Investigadores apontam que a atividade seria uma expansão de uma prática que Beto Louco e Primo já tinham em São Paulo, onde controlavam a Aster e Copape.

A reportagem do UOL aponta que o esquema funcionava por meio da importação de gasolina quase pronta como se fosse nafta, que paga muito menos imposto. A nafta verdadeira precisa ser refinada para se transformar em combustível. Para isso, segundo a delação, foi preciso fazer uma parceria com Valentini, empresário da refinaria Dax Oil, em Camaçari, que fraudaria a importação de combustíveis, fornecendo os insumos ao grupo.

Após isso, o montante era levado a uma "batedeira", uma formuladora de combustíveis no interior da Bahia, e distribuídos aos postos da Lubrijau.

Após firmarem a parceria com o empresário, Primo e Beto Louco compraram 67% dos estabelecimentos da Lubrijau e começaram a atuar. Os pagamentos de propina a Oliva eram feitos através de um contador e chegavam a R$ 100 mil por mês, segundo os delatores. Além disso, eles indicaram pagamentos individuais para atuar em processos específicos na Sefaz.

Ainda segundo consta na delação, em maio de 2024, o grupo pagou R$ 500 mil para Oliva apressar o processo que incluiria a Dax Oil como beneficiária de regime especial de tributação na Bahia.

Por volta do mesmo período, de acordo com os delatores, Valentini rompeu com Beto Louco e Mohamad após a descoberta de que o empresário teria se apropriado de R$ 34 milhões pagos por eles à Dax Oil, que deveriam ter servido para pagar ICMS.

Em 30 de janeiro de 2025, diz a delação, a dupla descobriu que o contador não estava mais oferecendo blindagem com Oliva após receber uma cobrança de R$ 9,9 milhões em tributos e multa por notas emitidas fora da regra.
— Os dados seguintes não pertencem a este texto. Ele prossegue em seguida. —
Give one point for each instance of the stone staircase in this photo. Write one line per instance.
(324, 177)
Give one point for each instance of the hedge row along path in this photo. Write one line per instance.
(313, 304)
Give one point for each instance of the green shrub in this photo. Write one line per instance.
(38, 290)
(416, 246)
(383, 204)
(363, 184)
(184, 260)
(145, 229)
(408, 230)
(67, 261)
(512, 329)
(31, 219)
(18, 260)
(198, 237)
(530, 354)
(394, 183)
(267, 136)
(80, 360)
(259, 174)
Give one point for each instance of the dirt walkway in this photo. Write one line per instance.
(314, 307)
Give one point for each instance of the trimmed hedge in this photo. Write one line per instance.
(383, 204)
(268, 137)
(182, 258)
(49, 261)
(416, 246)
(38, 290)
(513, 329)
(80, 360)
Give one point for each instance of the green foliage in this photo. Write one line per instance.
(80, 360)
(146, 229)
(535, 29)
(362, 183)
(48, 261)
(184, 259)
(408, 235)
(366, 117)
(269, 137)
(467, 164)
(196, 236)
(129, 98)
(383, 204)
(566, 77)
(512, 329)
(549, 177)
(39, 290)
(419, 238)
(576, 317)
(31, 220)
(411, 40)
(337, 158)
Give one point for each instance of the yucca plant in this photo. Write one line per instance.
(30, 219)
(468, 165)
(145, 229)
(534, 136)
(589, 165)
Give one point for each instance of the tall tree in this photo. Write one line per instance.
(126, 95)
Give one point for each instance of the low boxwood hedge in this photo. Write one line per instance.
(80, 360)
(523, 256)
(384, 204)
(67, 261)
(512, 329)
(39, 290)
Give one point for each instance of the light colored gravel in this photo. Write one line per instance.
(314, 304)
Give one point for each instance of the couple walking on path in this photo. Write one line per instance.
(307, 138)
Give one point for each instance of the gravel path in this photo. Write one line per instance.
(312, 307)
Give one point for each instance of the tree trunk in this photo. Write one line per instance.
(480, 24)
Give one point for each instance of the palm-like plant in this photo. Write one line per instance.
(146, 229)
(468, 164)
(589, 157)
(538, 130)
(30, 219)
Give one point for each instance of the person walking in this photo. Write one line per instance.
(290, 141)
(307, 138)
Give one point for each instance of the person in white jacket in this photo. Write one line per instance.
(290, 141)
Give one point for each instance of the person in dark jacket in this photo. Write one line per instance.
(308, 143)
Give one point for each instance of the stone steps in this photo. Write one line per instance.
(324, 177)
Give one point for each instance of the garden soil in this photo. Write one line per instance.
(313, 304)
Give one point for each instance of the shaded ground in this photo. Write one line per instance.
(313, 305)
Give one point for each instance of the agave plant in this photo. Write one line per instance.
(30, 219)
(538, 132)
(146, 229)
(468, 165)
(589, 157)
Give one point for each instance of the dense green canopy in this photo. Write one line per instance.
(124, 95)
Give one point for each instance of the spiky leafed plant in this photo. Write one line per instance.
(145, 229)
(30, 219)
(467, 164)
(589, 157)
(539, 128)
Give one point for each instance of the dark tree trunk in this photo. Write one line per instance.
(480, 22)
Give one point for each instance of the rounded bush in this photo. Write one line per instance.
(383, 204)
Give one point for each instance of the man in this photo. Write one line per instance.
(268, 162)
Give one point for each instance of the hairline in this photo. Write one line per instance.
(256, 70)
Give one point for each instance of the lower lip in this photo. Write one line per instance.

Jailson assumiu a intermediação e descobriu que, para se livrar da multa, era preciso pagar uma propina de 10%, ou seja, R$ 990 mil, a Olavo.

O caso deu elementos que culminaram na Operação Khalas, deflagrada com base na delação. Em nota enviada à reportagem, a Sefaz disse que ela "evidencia que o Governo do Estado não hesita quando se depara com situação que demande apuração". "Este trabalho também terá desdobramentos no âmbito administrativo, com apurações a cargo da Corregedoria da Fazenda Estadual, e na área fiscal, pela Superintendência de Administração Tributária, órgãos da própria Sefaz", afirma a pasta.

"A Sefaz enfatiza que todos os passos do processo legal serão seguidos com o rigor que o assunto merece", conclui. Procurados pela reportagem, os envolvidos não se manifestaram.